Failed to extract xcom from airflow pod - Kubernet

2019-08-07 21:33发布

问题:

While running a DAG which runs a jar using a docker image,
xcom_push=True is given which creates another container along with the docker image in a single pod.

DAG :

jar_task = KubernetesPodOperator(
    namespace='test',
    image="path to image",
    image_pull_secrets="secret",
    image_pull_policy="Always",
    node_selectors={"d-type":"na-node-group"},
    cmds=["sh","-c",..~running jar here~..],
    secrets=[secret_file],
    env_vars=environment_vars,
    labels={"k8s-app": "airflow"},
    name="airflow-pod",
    config_file=k8s_config_file,
    resources=pod.Resources(request_cpu=0.2,limit_cpu=0.5,request_memory='512Mi',limit_memory='1536Mi'),
    in_cluster=False,
    task_id="run_jar",
    is_delete_operator_pod=True,
    get_logs=True,
    xcom_push=True,
    dag=dag)

Here are the errors when the JAR is executed successfully..

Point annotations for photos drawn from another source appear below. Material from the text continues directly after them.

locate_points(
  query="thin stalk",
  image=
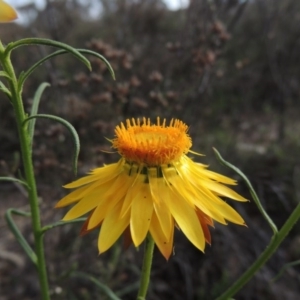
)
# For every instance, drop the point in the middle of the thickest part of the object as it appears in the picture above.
(146, 269)
(265, 256)
(25, 143)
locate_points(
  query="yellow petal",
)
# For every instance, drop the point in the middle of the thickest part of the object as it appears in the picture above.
(111, 228)
(79, 193)
(186, 218)
(222, 190)
(133, 189)
(141, 214)
(117, 192)
(199, 198)
(88, 203)
(164, 244)
(7, 13)
(102, 174)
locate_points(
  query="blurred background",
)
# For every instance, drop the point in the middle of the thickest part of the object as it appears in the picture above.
(227, 68)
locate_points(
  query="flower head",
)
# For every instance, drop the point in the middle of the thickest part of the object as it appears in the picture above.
(153, 188)
(7, 13)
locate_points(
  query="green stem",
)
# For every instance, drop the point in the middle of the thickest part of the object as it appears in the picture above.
(25, 143)
(264, 257)
(146, 269)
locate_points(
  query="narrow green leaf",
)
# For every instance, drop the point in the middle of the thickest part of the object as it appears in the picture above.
(12, 179)
(108, 292)
(17, 233)
(70, 127)
(61, 223)
(4, 74)
(34, 109)
(251, 189)
(26, 74)
(47, 42)
(4, 89)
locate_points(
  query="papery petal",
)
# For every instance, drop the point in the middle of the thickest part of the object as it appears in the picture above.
(7, 13)
(141, 214)
(111, 228)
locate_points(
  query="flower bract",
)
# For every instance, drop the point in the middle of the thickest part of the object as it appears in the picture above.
(153, 189)
(7, 13)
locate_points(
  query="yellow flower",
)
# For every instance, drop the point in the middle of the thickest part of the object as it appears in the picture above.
(7, 13)
(153, 188)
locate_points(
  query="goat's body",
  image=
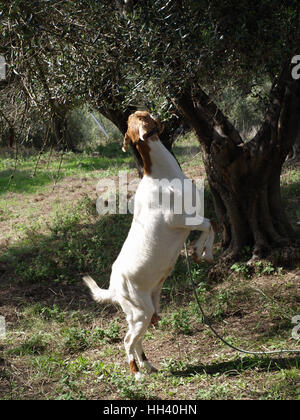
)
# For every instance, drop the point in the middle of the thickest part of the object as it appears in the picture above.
(150, 252)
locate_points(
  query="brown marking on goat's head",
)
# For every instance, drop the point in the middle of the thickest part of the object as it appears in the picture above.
(141, 128)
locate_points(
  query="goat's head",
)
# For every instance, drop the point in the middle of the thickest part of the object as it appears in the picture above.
(141, 126)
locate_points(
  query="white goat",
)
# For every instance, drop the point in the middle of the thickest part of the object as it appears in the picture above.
(154, 241)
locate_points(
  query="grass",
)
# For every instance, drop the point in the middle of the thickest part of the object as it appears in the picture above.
(59, 344)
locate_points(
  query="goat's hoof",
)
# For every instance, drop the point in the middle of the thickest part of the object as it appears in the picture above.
(210, 260)
(138, 376)
(150, 368)
(196, 258)
(155, 319)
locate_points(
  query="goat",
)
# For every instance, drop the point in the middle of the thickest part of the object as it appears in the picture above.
(153, 244)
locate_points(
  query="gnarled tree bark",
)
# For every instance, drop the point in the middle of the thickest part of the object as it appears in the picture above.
(245, 177)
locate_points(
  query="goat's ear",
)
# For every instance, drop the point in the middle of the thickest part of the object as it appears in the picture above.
(160, 125)
(126, 142)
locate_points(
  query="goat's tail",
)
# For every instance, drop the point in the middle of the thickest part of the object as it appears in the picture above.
(99, 295)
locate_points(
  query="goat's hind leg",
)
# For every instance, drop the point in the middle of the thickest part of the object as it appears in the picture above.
(138, 321)
(203, 246)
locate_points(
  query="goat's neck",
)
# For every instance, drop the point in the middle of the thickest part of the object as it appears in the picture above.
(163, 163)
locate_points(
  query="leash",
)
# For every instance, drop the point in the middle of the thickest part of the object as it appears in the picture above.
(207, 322)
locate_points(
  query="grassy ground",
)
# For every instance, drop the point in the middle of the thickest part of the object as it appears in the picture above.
(61, 345)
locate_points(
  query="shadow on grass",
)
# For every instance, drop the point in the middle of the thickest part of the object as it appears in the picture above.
(240, 365)
(21, 179)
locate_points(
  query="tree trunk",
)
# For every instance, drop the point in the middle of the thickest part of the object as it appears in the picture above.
(245, 177)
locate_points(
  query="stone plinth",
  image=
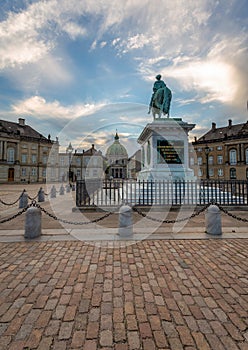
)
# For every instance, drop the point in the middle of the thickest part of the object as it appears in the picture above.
(165, 151)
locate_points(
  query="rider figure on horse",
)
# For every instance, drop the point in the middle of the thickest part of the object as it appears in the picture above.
(161, 98)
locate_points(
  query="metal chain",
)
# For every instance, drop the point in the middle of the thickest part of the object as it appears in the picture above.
(171, 221)
(9, 204)
(231, 215)
(33, 198)
(67, 221)
(15, 215)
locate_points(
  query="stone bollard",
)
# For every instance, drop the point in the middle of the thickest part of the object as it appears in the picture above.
(125, 221)
(41, 195)
(33, 223)
(213, 220)
(62, 190)
(53, 192)
(23, 200)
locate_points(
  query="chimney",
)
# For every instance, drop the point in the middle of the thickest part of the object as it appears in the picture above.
(21, 121)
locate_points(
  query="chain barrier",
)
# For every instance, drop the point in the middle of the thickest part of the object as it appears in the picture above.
(68, 221)
(230, 214)
(171, 221)
(15, 215)
(33, 198)
(9, 204)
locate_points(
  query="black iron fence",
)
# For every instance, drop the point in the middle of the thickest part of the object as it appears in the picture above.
(99, 193)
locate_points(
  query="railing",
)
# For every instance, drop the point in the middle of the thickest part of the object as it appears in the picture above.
(93, 193)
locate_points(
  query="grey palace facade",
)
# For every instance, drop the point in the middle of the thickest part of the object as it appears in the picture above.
(27, 156)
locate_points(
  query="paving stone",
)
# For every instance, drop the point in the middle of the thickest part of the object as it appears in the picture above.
(72, 295)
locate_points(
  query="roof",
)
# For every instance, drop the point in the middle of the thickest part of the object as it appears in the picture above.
(116, 149)
(20, 130)
(226, 132)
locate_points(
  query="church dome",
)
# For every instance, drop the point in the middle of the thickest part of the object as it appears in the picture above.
(116, 150)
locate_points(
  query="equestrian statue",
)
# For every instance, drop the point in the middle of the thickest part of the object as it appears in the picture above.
(161, 99)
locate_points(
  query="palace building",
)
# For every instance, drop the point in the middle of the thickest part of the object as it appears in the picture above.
(222, 153)
(25, 153)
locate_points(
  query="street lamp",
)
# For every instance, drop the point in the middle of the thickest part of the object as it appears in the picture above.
(207, 150)
(69, 150)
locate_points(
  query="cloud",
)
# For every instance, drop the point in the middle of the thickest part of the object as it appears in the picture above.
(40, 108)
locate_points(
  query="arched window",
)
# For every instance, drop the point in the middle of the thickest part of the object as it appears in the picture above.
(210, 160)
(233, 156)
(232, 173)
(11, 155)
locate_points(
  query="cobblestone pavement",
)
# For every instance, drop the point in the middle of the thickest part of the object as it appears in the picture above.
(161, 294)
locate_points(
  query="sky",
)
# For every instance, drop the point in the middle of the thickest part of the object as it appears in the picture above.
(81, 69)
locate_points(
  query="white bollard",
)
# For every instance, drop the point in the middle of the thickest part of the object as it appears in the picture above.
(213, 220)
(53, 192)
(62, 190)
(125, 221)
(23, 200)
(33, 223)
(41, 195)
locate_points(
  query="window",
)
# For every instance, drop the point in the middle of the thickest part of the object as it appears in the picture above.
(219, 159)
(24, 158)
(211, 160)
(233, 156)
(220, 172)
(52, 160)
(11, 155)
(62, 161)
(211, 172)
(34, 158)
(44, 159)
(232, 173)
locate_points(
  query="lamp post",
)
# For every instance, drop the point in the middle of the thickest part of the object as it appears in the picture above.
(207, 150)
(69, 150)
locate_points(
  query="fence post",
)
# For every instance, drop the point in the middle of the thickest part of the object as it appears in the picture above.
(213, 220)
(23, 200)
(53, 192)
(125, 221)
(41, 195)
(33, 223)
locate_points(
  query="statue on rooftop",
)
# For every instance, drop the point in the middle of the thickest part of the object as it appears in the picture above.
(161, 98)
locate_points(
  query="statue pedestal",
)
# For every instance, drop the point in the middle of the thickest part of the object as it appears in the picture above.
(164, 150)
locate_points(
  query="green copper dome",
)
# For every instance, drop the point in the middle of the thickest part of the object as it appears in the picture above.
(116, 149)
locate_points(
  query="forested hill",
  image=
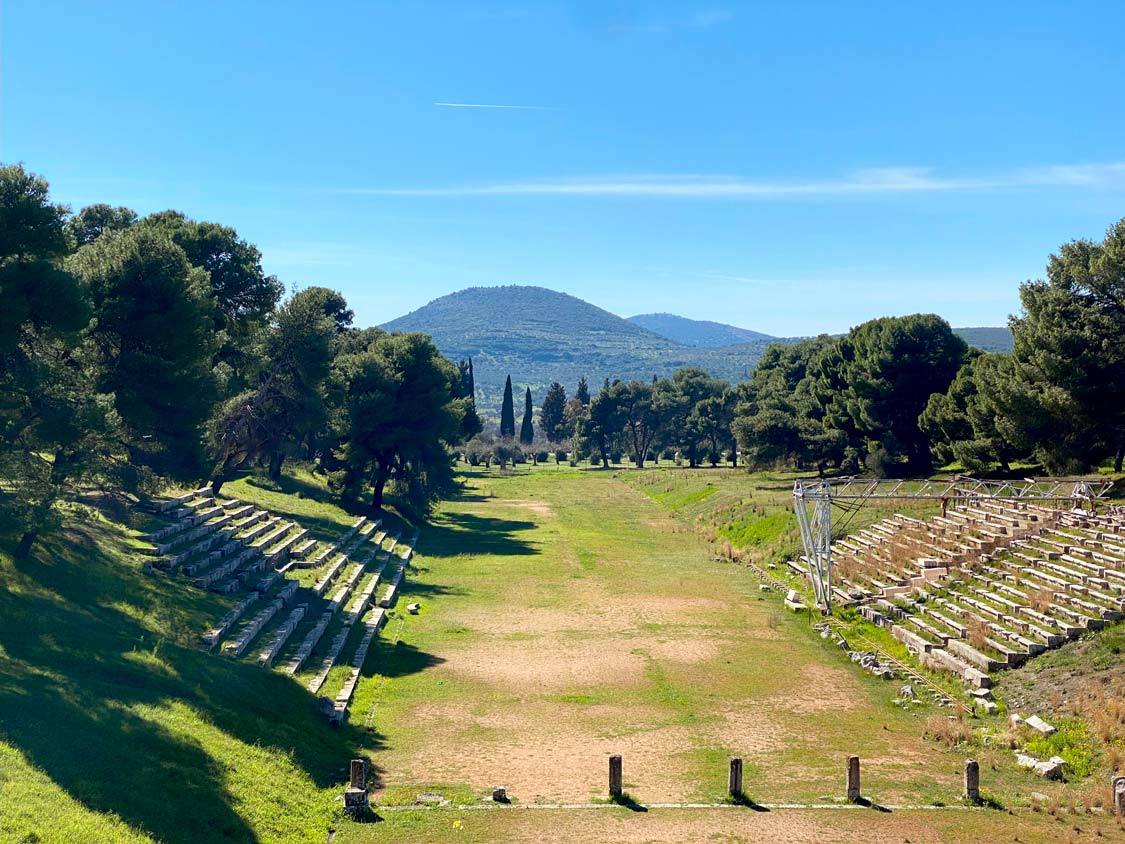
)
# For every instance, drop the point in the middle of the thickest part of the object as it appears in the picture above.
(539, 335)
(987, 339)
(696, 332)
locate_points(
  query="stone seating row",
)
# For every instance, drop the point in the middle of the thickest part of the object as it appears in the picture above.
(343, 698)
(281, 635)
(239, 644)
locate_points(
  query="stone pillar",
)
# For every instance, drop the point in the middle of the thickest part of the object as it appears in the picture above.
(735, 780)
(615, 789)
(853, 778)
(972, 781)
(356, 793)
(358, 774)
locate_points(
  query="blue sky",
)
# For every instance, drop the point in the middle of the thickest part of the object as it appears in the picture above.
(791, 168)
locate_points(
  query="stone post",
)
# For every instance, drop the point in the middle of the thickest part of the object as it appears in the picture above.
(735, 780)
(853, 778)
(615, 780)
(972, 781)
(356, 793)
(358, 774)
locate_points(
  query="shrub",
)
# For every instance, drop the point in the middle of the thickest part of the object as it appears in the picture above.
(950, 732)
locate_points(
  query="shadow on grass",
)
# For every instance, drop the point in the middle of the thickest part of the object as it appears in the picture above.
(102, 689)
(871, 805)
(743, 799)
(397, 660)
(456, 533)
(628, 801)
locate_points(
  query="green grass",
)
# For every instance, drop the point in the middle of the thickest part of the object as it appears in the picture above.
(114, 726)
(1071, 742)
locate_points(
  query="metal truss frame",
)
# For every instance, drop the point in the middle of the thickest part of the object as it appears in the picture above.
(815, 497)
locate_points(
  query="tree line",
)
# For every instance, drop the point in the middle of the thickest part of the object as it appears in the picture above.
(894, 396)
(140, 351)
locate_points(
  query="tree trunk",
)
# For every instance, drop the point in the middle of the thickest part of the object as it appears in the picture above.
(24, 548)
(380, 484)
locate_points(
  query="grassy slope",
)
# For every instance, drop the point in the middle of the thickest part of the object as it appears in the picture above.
(753, 513)
(114, 726)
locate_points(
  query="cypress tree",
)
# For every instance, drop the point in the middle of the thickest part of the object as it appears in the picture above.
(583, 392)
(552, 413)
(507, 411)
(528, 428)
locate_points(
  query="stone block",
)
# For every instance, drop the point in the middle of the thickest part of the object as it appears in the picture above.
(853, 778)
(615, 777)
(972, 781)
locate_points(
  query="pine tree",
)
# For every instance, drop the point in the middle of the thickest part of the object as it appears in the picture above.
(507, 411)
(583, 392)
(528, 428)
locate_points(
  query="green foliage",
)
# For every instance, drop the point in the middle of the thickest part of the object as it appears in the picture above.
(546, 337)
(1065, 398)
(150, 344)
(97, 220)
(876, 379)
(755, 529)
(507, 411)
(394, 418)
(696, 332)
(777, 419)
(962, 422)
(552, 418)
(1071, 742)
(528, 425)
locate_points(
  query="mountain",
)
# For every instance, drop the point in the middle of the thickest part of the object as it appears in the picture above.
(540, 335)
(696, 332)
(987, 339)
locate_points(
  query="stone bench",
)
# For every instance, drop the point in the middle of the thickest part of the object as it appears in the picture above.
(219, 630)
(282, 634)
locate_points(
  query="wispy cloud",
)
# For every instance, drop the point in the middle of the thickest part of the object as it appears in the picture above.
(1107, 176)
(496, 105)
(702, 19)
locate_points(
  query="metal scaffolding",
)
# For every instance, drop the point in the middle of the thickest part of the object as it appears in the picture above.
(815, 499)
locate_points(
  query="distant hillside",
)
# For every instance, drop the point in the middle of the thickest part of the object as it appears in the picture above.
(696, 332)
(540, 335)
(987, 339)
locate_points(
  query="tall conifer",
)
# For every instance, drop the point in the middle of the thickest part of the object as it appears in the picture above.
(507, 411)
(527, 428)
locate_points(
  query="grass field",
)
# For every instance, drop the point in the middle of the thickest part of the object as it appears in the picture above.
(565, 616)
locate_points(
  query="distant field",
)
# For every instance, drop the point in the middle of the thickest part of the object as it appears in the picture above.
(565, 616)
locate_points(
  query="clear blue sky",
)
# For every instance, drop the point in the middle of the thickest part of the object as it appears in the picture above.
(790, 168)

    [2018-11-27 11:37:21,605] {{logging_mixin.py:95}} INFO - [2018-11-27 11:37:21,605] {{pod_launcher.py:166}} INFO - Running command... cat /airflow/xcom/return.json
    [2018-11-27 11:37:21,605] {{logging_mixin.py:95}} INFO - 
    [2018-11-27 11:37:21,647] {{logging_mixin.py:95}} INFO - [2018-11-27 11:37:21,646] {{pod_launcher.py:173}} INFO - cat: can't open '/airflow/xcom/return.json': No such file or directory
    [2018-11-27 11:37:21,647] {{logging_mixin.py:95}} INFO - 
    [2018-11-27 11:37:21,647] {{logging_mixin.py:95}} INFO - [2018-11-27 11:37:21,647] {{pod_launcher.py:166}} INFO - Running command... kill -s SIGINT 1
    [2018-11-27 11:37:21,647] {{logging_mixin.py:95}} INFO - 
    [2018-11-27 11:37:21,702] {{models.py:1760}} ERROR - Pod Launching failed: Failed to extract xcom from pod: airflow-pod-hippogriff-a4628b12
    Traceback (most recent call last):
      File "/usr/local/airflow/operators/kubernetes_pod_operator.py", line 126, in execute
        get_logs=self.get_logs)
      File "/usr/local/airflow/operators/pod_launcher.py", line 90, in run_pod
        return self._monitor_pod(pod, get_logs)
      File "/usr/local/airflow/operators/pod_launcher.py", line 110, in _monitor_pod
        result = self._extract_xcom(pod)
      File "/usr/local/airflow/operators/pod_launcher.py", line 161, in _extract_xcom
        raise AirflowException('Failed to extract xcom from pod: {}'.format(pod.name))
    airflow.exceptions.AirflowException: Failed to extract xcom from pod: airflow-pod-hippogriff-a4628b12

    During handling of the above exception, another exception occurred:

    Traceback (most recent call last):
      File "/usr/local/lib/python3.6/site-packages/airflow/models.py", line 1659, in _run_raw_task
        result = task_copy.execute(context=context)
      File "/usr/local/airflow/operators/kubernetes_pod_operator.py", line 138, in execute
        raise AirflowException('Pod Launching failed: {error}'.format(error=ex))
    airflow.exceptions.AirflowException: Pod Launching failed: Failed to extract xcom from pod: airflow-pod-hippogriff-a4628b12
    [2018-11-27 11:37:21,704] {{models.py:1789}} INFO - All retries failed; marking task as FAILED

回答1:

If xcom_push is True then KubernetesPodOperator creates one more sidecar container (airflow-xcom-sidecar) in Pod along with the base container(actual worker container). This sidecar container reads data from /airflow/xcom/return.json and returns as xcom value. So in your base container you need to write the data you want to return in /airflow/xcom/return.json file.



回答2:

This happened because the result of the task execution is not being pushed to the xcom in the expected path required by the KubernetesPodOperator plugin. Take a look at the following unit test from the Airflow repository to check how it should be implemented (source code snippet included below for your convenience, followed by the link to the repository):

    def test_xcom_push(self):
        return_value = '{"foo": "bar"\n, "buzz": 2}'
        k = KubernetesPodOperator(
            namespace='default',
            image="ubuntu:16.04",
            cmds=["bash", "-cx"],
            arguments=['echo \'{}\' > /airflow/xcom/return.json'.format(return_value)],
            labels={"foo": "bar"},
            name="test",
            task_id="task",
            xcom_push=True
        )
        self.assertEqual(k.execute(None), json.loads(return_value))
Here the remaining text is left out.